Julian literally says the same thing I'm saying right here:
https ://youtu.be/beXVfl1TSD0?si=gJAvPioGgg2Pz6Hn&t=428
Yes, if you record a signal very quietly and then apply a lot of gain later, you raise everything: signal, source noise, and ADC noise. That part is not in dispute.
The real question is whether ADC noise is ever the limiting factor in a modern guitar DI into interface into amp sim workflow. In practice, it almost never is.
Modern interfaces have ADC noise floors around -110 to -120 dBFS. A real electric guitar DI, especially a low output single coil, typically has a noise floor much higher than that, often around -70 to -80 dBFS once pickup noise, hum, cables, and EMI are included. That means the guitar is already 30 to 40 dB noisier than the converter.
When you add digital gain, the relative relationship does not change. The guitar signal and its own noise remain dominant, and the ADC noise stays buried underneath.
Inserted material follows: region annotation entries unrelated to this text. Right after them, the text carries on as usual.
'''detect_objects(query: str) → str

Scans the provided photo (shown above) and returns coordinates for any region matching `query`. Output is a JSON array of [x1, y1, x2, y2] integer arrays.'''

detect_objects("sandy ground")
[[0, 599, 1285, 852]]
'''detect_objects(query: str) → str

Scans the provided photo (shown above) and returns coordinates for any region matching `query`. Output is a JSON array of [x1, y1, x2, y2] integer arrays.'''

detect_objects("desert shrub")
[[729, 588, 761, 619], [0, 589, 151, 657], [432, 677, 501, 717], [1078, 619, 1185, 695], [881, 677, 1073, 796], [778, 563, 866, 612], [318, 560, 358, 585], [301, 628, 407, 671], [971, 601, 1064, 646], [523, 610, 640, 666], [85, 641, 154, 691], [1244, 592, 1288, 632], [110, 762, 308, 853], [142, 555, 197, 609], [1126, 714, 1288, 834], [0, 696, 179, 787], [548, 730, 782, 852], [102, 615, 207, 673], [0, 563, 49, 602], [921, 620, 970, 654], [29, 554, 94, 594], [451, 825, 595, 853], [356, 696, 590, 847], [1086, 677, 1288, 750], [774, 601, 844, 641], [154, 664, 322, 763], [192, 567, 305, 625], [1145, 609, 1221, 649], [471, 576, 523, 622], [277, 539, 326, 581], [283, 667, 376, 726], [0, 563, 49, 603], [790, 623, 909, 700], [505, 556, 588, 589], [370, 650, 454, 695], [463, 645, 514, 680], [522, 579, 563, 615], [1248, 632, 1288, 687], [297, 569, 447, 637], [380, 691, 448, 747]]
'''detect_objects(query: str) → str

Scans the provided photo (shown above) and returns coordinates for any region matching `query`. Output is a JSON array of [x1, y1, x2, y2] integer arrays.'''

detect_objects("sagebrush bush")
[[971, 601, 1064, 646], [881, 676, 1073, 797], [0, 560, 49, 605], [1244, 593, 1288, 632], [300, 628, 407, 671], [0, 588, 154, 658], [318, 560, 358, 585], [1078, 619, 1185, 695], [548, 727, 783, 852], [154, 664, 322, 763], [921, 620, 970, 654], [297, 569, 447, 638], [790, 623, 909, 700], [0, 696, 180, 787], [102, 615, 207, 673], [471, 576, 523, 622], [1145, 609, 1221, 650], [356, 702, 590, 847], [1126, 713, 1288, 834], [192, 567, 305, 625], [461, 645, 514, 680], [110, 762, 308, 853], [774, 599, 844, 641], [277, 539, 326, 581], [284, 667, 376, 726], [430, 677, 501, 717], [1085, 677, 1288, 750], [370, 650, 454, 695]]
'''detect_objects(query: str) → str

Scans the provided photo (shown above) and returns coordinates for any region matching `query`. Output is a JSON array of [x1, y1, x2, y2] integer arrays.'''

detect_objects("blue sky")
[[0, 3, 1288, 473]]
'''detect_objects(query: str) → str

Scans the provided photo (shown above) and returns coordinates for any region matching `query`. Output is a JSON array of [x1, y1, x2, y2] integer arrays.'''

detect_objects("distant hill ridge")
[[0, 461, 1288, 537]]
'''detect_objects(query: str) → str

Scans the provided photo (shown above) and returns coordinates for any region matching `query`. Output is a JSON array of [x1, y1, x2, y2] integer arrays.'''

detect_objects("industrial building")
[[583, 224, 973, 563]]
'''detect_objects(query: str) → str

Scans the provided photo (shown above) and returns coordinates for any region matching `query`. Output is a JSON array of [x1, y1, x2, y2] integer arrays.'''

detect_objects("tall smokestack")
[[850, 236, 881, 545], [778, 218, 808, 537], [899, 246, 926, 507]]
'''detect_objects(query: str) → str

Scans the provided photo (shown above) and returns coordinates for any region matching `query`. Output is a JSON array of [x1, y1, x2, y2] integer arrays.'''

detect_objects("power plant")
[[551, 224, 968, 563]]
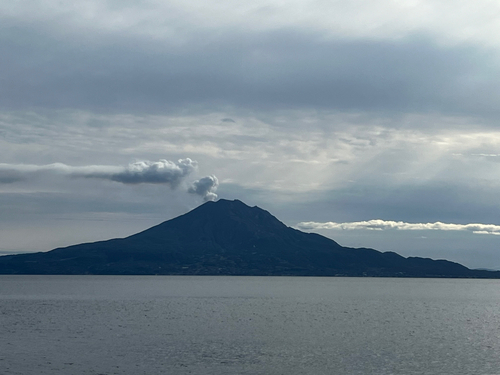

Digital gain does not reshuffle which noise source is dominant.
The old
record as hot as possible advice made sense with 16 bit converters, early ADCs, and tape workflows. In modern 24 bit systems with roughly 120 dB of real dynamic range, it no longer applies in the same way.
This is not an argument for recording extremely quietly. The sensible modern advice is simply to record at a reasonable level with plenty of headroom and avoid clipping. For guitar DI, peaks around -18 to -12 dBFS are perfectly fine.
Recording hotter than that does not improve sound quality or signal to noise ratio, it just reduces headroom.
If a system is linear and time-invariant, gain multiplies signal and noise equally. Therefore, gain cannot improve the signal-to-noise ratio of the source.